А там, в трюме баржи, уже началась тревога: «Зачем везут, куда и кто?» По отвратительному, грязному полу пробирается на корму один из заключенных, матрос. Там в толстой доске перочинным ножом проверчена дырка, единственный просвет, в который видно кусок неба и реки. Долго и внимательно наблюдает он за таинственными судами и их молчаливой командой. Читая луч надежды на его лице или новое опасение, искаженные лица окружающих кажутся одним общим лицом, неживым и неподвижным.

– Да ведь они все одинаковые, серые, длинные. Белогвардейские или нет? Смотри внимательно, смотри скорее.

– Да нет.

– Что нет, черт тебя дери?

Наблюдатель сваливается с табуретки.

– У них нет таких железных, это наши, это балтийские, на них матросы.

Но несчастные, три недели пробывшие в гнойном подвале, спасшие и евшие на собственных экскрементах, голые и завернутые в одни рогожи, не смеют поверить.

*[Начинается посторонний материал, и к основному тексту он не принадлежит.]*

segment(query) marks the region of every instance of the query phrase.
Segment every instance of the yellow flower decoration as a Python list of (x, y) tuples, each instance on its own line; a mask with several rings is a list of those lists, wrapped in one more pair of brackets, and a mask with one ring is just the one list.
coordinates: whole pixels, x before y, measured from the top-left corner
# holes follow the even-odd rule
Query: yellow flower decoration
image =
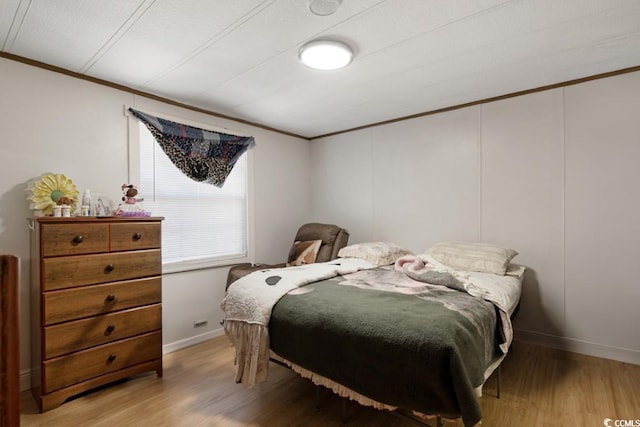
[(66, 197), (71, 201), (71, 212), (74, 212), (79, 194), (69, 178), (63, 174), (50, 173), (41, 177), (31, 188), (30, 208), (42, 211), (43, 215), (51, 215), (53, 207), (62, 197)]

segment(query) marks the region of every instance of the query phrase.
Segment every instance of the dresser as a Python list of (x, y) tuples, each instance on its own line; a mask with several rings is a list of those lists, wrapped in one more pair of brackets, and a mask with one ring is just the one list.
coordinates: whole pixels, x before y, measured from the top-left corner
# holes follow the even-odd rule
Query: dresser
[(162, 376), (161, 225), (34, 219), (31, 386), (41, 411), (134, 374)]

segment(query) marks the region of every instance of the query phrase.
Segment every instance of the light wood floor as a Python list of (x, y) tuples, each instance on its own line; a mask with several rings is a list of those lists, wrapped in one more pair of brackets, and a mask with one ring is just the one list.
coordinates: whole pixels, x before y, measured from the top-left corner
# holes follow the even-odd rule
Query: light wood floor
[[(271, 364), (267, 383), (233, 382), (226, 337), (164, 358), (164, 378), (136, 376), (37, 413), (28, 392), (23, 426), (415, 426), (388, 413), (346, 406), (295, 373)], [(640, 366), (516, 342), (503, 363), (501, 398), (490, 378), (481, 399), (483, 426), (602, 426), (605, 418), (640, 419)], [(460, 420), (445, 426), (462, 426)]]

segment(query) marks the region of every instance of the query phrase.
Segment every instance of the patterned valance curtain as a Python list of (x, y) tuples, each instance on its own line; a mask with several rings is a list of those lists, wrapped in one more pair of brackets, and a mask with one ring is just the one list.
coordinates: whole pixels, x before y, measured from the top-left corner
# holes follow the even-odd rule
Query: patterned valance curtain
[(171, 162), (194, 181), (222, 187), (236, 161), (255, 145), (236, 136), (187, 126), (129, 108), (149, 129)]

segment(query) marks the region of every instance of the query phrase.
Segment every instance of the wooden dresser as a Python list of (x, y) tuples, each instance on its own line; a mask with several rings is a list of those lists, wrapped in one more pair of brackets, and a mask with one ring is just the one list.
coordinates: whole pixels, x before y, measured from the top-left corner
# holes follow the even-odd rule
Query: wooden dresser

Уже в Сарапуле, когда на пристанях кричал и плакал приветствовавший их народ, когда матросы арестовали белогвардейский караул и, не смея спуститься в отвратительный трюм, вызывали из этой могилы заключенных, еще тогда отвечали проклятиями и стонами. Никто из четырехсот тридцати не верил в возможность спасения. Ведь вчера еще караульные выменивали корку хлеба и чайник на последнюю рубашку. Вчера на рассвете из общей камеры на семи штыках выволокли изорванные тела трех братьев Красноперовых и еще двадцать семь человек. Уже целые сутки в отверстие на потолке никто не бросал кусков хлеба (по ¼ на человека), единственной пищи, утолявшей голод в течение трех недель.

Перестали кормить, значит уже не стоит тратить даже объедков на обреченное стадо, значит ночью или в серый, бескровный, утренний час придет конец для всех, – конец еще неведомый, но бесконечно тяжкий. И вдруг привезли, открыли голубую и серебряную дыру в ночное небо и зовут всех наверх странными, страшно взволнованными голосами, и зовут каким именем – запрещенным, изгнанным – «товарищ». Не измена ли, не ловушка ли, новое ухищрение?

И все-таки в слезах, ползком, один за другим, они воскресли из мертвых. Что тут творилось на палубе! Несколько китайцев, у которых никого нет в этой холодной стране, припали к ногам матроса и мычанием и какими-то возгласами на чуждом нам языке воздали почести и безмерную преданность братству людей, умирающих друг за друга.

Утром город и войска встречали заключенных. Тюрьму подвезли к берегу, опустили сходни на «Разина» – огромную железную баржу, вооруженную дальнобойными орудиями, и через живую стену моряков четыреста тридцать два шатающихся, обросших, бледных сошли на берег. Вереница рогож, колпаков, шапок, скрученных из соломы, придавали какой-то фантастический вид процессии выходцев с того света. И в толпе, еще потрясенной этим зрелищем, уже просыпается чудесный юмор.

– Это кто же вас так нарядил, товарищи?

– Смотрите, смотрите, это форма Учредительного собрания, – каждому по рогоже и по веревке на шею.

– Не наступай мне на сапог, видишь – пальцы торчат. – И выставляет вперед ногу, обернутую грязным тряпьем.

Еще приближаясь к берегу, голосами, пролежанными на гнилой соломе, они начали петь марсельезу. И пение это не прекращалось до самой площади. Здесь представитель от заключенных приветствовал моряков Волжской флотилии, ее командующего и власть Советов. Раскольникова на руках внесли в столовую, где были приготовлены горячая пища и чай. Неописуемые лица, слова, слезы, когда целая семья, нашедшая отца, брата или сына, сидит возле него, пока он обедает и рассказывает о плене, и потом, прощаясь, идет к товарищам-морякам благодарить за спасение.